The prosecutor's appeal is dismissed.

Reasons

1. Summary of grounds for appeal;

A. In light of the relationship between the defendant and the victim of the fact, dolusent intention is acknowledged at least that the defendant seeks to remove or use the instant night tree in the course of using the vesium on the tree around the night tree of this case.

Nevertheless, the lower court found the Defendant not guilty of this part of the facts charged. The lower court erred by misapprehending the facts and adversely affecting the conclusion of the judgment.

B. The sentence sentenced by the lower court (one year of suspended sentence in six months of imprisonment) is too unhued and unreasonable.

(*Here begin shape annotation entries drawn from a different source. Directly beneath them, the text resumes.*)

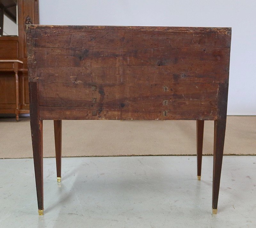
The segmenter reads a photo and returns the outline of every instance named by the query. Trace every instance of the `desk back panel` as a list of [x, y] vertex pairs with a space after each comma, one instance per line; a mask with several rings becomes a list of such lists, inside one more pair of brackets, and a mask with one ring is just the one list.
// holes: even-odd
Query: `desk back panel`
[[41, 119], [219, 117], [230, 28], [30, 25], [27, 32]]

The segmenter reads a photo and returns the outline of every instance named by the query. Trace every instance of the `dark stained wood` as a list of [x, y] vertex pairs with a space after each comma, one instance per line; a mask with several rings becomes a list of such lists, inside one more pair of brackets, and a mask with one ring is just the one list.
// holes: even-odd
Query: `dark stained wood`
[[55, 152], [57, 177], [61, 177], [61, 120], [53, 121]]
[[29, 83], [30, 126], [39, 210], [44, 210], [43, 121], [39, 118], [38, 84]]
[[27, 33], [28, 80], [38, 83], [39, 119], [55, 120], [56, 158], [61, 120], [194, 120], [201, 175], [204, 121], [214, 120], [217, 208], [230, 28], [31, 25]]
[[[12, 2], [15, 4], [14, 1], [6, 0], [5, 2]], [[28, 95], [28, 76], [27, 71], [27, 46], [26, 44], [25, 23], [28, 17], [32, 23], [38, 23], [39, 0], [19, 0], [18, 4], [19, 34], [18, 36], [0, 36], [0, 60], [18, 60], [23, 62], [23, 65], [20, 68], [23, 69], [18, 73], [19, 87], [18, 96], [17, 85], [15, 84], [14, 75], [12, 75], [13, 78], [11, 79], [9, 75], [5, 72], [0, 75], [0, 114], [16, 114], [16, 119], [17, 109], [16, 102], [13, 100], [18, 98], [19, 113], [29, 113], [29, 98]], [[10, 2], [9, 2], [10, 5]], [[16, 6], [13, 9], [16, 13]], [[10, 8], [11, 9], [11, 8]], [[0, 10], [0, 11], [1, 10]], [[1, 16], [0, 16], [0, 17]], [[16, 21], [16, 19], [15, 20]], [[2, 26], [0, 26], [2, 27]], [[1, 33], [1, 32], [0, 32]], [[11, 81], [12, 83], [11, 83]], [[12, 81], [13, 83], [12, 83]]]
[[214, 126], [213, 209], [217, 209], [218, 207], [225, 139], [228, 89], [228, 83], [220, 84], [218, 104], [220, 112], [218, 119], [214, 121]]
[[197, 176], [201, 180], [203, 156], [203, 143], [204, 140], [204, 120], [196, 121], [196, 156], [197, 163]]

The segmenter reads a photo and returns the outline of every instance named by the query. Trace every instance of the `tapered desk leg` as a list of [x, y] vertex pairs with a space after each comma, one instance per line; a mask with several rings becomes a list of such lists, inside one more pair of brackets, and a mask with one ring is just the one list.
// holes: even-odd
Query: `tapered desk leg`
[[60, 182], [61, 179], [61, 121], [54, 120], [53, 122], [57, 181]]
[[226, 127], [226, 118], [214, 121], [212, 183], [213, 214], [216, 214], [217, 213]]
[[38, 86], [37, 83], [29, 82], [30, 127], [32, 136], [36, 184], [38, 212], [44, 214], [44, 188], [43, 167], [43, 121], [39, 116]]
[[197, 160], [197, 180], [201, 180], [201, 170], [203, 156], [204, 120], [196, 121], [196, 154]]
[[16, 99], [16, 108], [15, 114], [16, 116], [16, 121], [19, 121], [19, 109], [20, 103], [20, 89], [19, 87], [19, 76], [18, 72], [15, 72], [15, 96]]

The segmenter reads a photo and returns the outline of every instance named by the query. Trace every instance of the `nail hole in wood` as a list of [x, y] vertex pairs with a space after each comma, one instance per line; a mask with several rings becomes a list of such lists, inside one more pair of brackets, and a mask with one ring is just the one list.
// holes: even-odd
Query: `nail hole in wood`
[[168, 104], [168, 100], [164, 100], [163, 101], [163, 105], [167, 105]]
[[96, 91], [97, 90], [97, 86], [96, 85], [92, 85], [92, 91]]
[[163, 89], [165, 92], [168, 91], [168, 86], [163, 86]]
[[92, 98], [92, 104], [96, 104], [97, 103], [97, 99]]

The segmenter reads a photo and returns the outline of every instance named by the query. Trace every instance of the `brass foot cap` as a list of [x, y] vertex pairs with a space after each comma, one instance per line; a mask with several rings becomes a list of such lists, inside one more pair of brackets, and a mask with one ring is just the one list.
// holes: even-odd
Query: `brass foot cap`
[[44, 209], [43, 209], [43, 210], [38, 210], [38, 214], [39, 215], [44, 215]]
[[218, 211], [217, 209], [212, 209], [212, 214], [213, 215], [217, 215], [217, 211]]

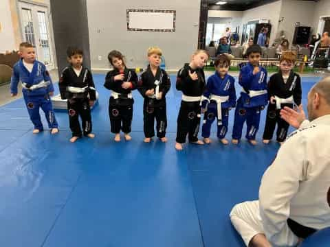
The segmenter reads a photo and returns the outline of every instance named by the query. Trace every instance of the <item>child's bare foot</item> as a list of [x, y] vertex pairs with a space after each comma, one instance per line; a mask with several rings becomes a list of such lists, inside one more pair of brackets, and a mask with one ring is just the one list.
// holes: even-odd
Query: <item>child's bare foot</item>
[[197, 145], [204, 145], [204, 143], [203, 142], [203, 141], [201, 141], [201, 140], [198, 140], [197, 141], [192, 141], [191, 143]]
[[206, 143], [206, 144], [212, 143], [212, 140], [211, 140], [210, 138], [207, 138], [207, 137], [206, 137], [206, 138], [204, 138], [204, 139], [203, 139], [203, 141], [204, 141], [204, 143]]
[[220, 139], [220, 141], [223, 145], [228, 145], [228, 143], [229, 143], [228, 140], [227, 140], [226, 138], [223, 138], [222, 139]]
[[52, 131], [50, 132], [52, 134], [55, 134], [58, 133], [58, 129], [57, 128], [54, 128], [52, 129]]
[[124, 134], [124, 137], [125, 137], [125, 140], [127, 141], [132, 139], [132, 137], [129, 135], [129, 134]]
[[120, 141], [120, 134], [116, 134], [114, 140], [117, 142]]
[[249, 142], [253, 145], [256, 145], [258, 143], [256, 140], [249, 140]]
[[145, 143], [150, 143], [151, 141], [151, 138], [150, 137], [146, 137], [144, 138], [144, 140], [143, 140], [143, 141], [144, 141]]
[[175, 149], [177, 150], [177, 151], [181, 151], [184, 148], [182, 148], [182, 144], [181, 143], [175, 143]]
[[234, 145], [239, 144], [239, 140], [238, 139], [232, 139], [232, 143]]
[[89, 133], [89, 134], [87, 134], [87, 135], [86, 137], [89, 137], [89, 138], [94, 138], [95, 137], [95, 134]]
[[164, 142], [164, 143], [166, 143], [167, 142], [167, 138], [166, 137], [162, 137], [160, 138], [160, 141], [162, 141], [162, 142]]
[[72, 143], [74, 143], [74, 142], [75, 142], [76, 141], [77, 141], [78, 139], [79, 139], [79, 137], [71, 137], [71, 139], [70, 139], [70, 141], [71, 141]]

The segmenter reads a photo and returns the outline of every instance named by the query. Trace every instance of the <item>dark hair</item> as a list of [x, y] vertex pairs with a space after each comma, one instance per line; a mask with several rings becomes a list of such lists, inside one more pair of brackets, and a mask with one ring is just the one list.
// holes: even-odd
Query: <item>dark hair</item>
[[68, 58], [71, 58], [74, 55], [81, 55], [83, 56], [82, 49], [76, 47], [69, 47], [67, 49], [67, 56]]
[[230, 67], [230, 59], [226, 54], [220, 54], [217, 56], [214, 61], [214, 66], [217, 67]]
[[259, 45], [252, 45], [246, 50], [246, 56], [249, 56], [252, 53], [258, 53], [261, 55], [261, 47]]
[[110, 51], [108, 54], [109, 62], [112, 66], [113, 66], [113, 64], [112, 64], [112, 60], [115, 58], [120, 59], [122, 61], [124, 65], [125, 65], [125, 62], [124, 61], [124, 56], [121, 54], [121, 52], [116, 50], [113, 50]]
[[21, 50], [23, 48], [33, 48], [33, 45], [28, 42], [22, 42], [19, 44], [19, 49]]
[[286, 42], [287, 43], [287, 46], [289, 47], [289, 40], [286, 38], [285, 38], [284, 40], [282, 40], [282, 42], [280, 43], [280, 45], [283, 45], [285, 42]]

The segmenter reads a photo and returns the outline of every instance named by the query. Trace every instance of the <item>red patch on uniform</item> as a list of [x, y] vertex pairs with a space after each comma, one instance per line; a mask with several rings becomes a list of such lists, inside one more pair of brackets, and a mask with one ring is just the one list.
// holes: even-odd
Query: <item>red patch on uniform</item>
[[69, 109], [69, 116], [74, 116], [76, 115], [76, 110], [74, 110], [74, 109]]
[[239, 110], [239, 113], [241, 116], [244, 116], [246, 114], [246, 110], [243, 108], [241, 108]]
[[33, 109], [33, 107], [34, 107], [34, 104], [32, 102], [29, 102], [28, 103], [28, 107], [30, 108], [30, 109]]
[[119, 115], [119, 110], [117, 109], [112, 109], [111, 113], [113, 117], [118, 117]]

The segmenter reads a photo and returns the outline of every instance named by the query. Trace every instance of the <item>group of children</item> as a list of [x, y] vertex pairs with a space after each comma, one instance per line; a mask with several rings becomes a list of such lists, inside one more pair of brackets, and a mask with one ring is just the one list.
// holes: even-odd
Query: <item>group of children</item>
[[[50, 96], [54, 87], [44, 64], [35, 59], [34, 49], [30, 44], [20, 46], [21, 59], [14, 67], [11, 82], [12, 96], [17, 94], [19, 82], [22, 82], [23, 95], [30, 119], [34, 126], [33, 132], [43, 130], [39, 108], [45, 112], [52, 134], [58, 132]], [[67, 49], [69, 66], [65, 68], [59, 80], [63, 99], [67, 99], [67, 113], [72, 132], [70, 141], [75, 142], [82, 134], [94, 138], [90, 107], [96, 99], [96, 93], [90, 71], [82, 65], [83, 54], [78, 48]], [[256, 134], [259, 128], [261, 110], [270, 102], [267, 110], [263, 143], [272, 138], [276, 123], [277, 141], [282, 143], [286, 138], [289, 124], [279, 115], [281, 108], [300, 105], [301, 85], [299, 75], [293, 72], [296, 55], [292, 51], [283, 53], [280, 58], [280, 70], [270, 77], [267, 83], [267, 71], [259, 66], [261, 49], [257, 45], [250, 46], [246, 52], [248, 64], [241, 69], [239, 84], [243, 88], [236, 100], [235, 80], [228, 74], [230, 60], [226, 54], [217, 57], [216, 71], [207, 83], [204, 67], [208, 60], [204, 50], [197, 50], [189, 64], [182, 68], [177, 77], [176, 89], [182, 92], [179, 115], [175, 148], [182, 150], [188, 135], [190, 143], [198, 145], [210, 143], [210, 128], [216, 121], [217, 137], [226, 145], [229, 111], [236, 108], [232, 143], [237, 144], [241, 138], [242, 129], [246, 121], [245, 137], [256, 145]], [[149, 64], [140, 79], [133, 69], [127, 69], [124, 56], [118, 51], [109, 54], [108, 59], [113, 69], [105, 78], [104, 87], [111, 91], [109, 102], [111, 131], [114, 140], [120, 141], [120, 130], [126, 141], [130, 141], [134, 99], [132, 91], [138, 89], [144, 98], [143, 119], [146, 143], [155, 136], [156, 121], [157, 137], [166, 142], [167, 117], [166, 95], [170, 88], [170, 78], [160, 69], [162, 51], [158, 47], [148, 49]], [[199, 140], [201, 119], [203, 117], [203, 141]], [[79, 123], [82, 119], [82, 130]]]

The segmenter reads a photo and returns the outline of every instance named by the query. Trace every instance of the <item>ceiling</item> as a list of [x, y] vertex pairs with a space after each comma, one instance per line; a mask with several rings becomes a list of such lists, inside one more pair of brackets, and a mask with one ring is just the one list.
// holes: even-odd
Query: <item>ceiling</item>
[[[209, 10], [236, 10], [242, 11], [250, 8], [258, 7], [264, 4], [274, 2], [278, 0], [221, 0], [226, 1], [227, 3], [223, 5], [215, 5], [215, 3], [221, 0], [208, 0]], [[318, 0], [300, 0], [300, 1], [314, 1]]]

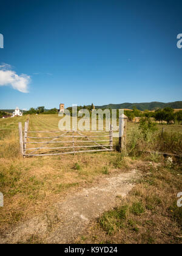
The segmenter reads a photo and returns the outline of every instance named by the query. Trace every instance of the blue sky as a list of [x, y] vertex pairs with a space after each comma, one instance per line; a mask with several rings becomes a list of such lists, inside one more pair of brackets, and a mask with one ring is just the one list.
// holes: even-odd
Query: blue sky
[[1, 1], [0, 65], [29, 93], [1, 85], [0, 108], [182, 100], [181, 11], [176, 0]]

2. Judgment on the assertion of mistake of facts

A. The lower court’s judgment: (a) there are some entries in the police interrogation protocol against the Defendant, the witness D’s legal statement, and the police statement protocol against the Defendant, which are admissible as evidence consistent with this part of the facts charged; and (b) some entries in the police interrogation protocol against the Defendant were made by using the first system with the Defendant and the victim’s consent; and (c) even if the first system was winded, there were 1 g of night tree under the supervision of the Defendant even if it became wind.

"." This is because it is nothing more than the inferred side that the first-aid system might have an impact on the first-aid system even though the first-aid system was not used directly in the night tree recorded in the facts of crime. ② The purpose of the statement in the court of the original trial by the witness D and the statement in the police statement is that the Defendant used the first-aid system for the damaged night tree, but it is nothing more than the inferred side that the first-aid system in the surrounding night tree had an impact on the first-aid system because the first-aid system in the night tree was viewed as being used for the damaged night tree. The above evidence alone is insufficient to recognize that the Defendant used the first-aid system in the instant night tree and that it was impossible to grow or purchase the first-aid system in a proper manner due to the use of the said first-aid system, and it is not sufficient to recognize otherwise.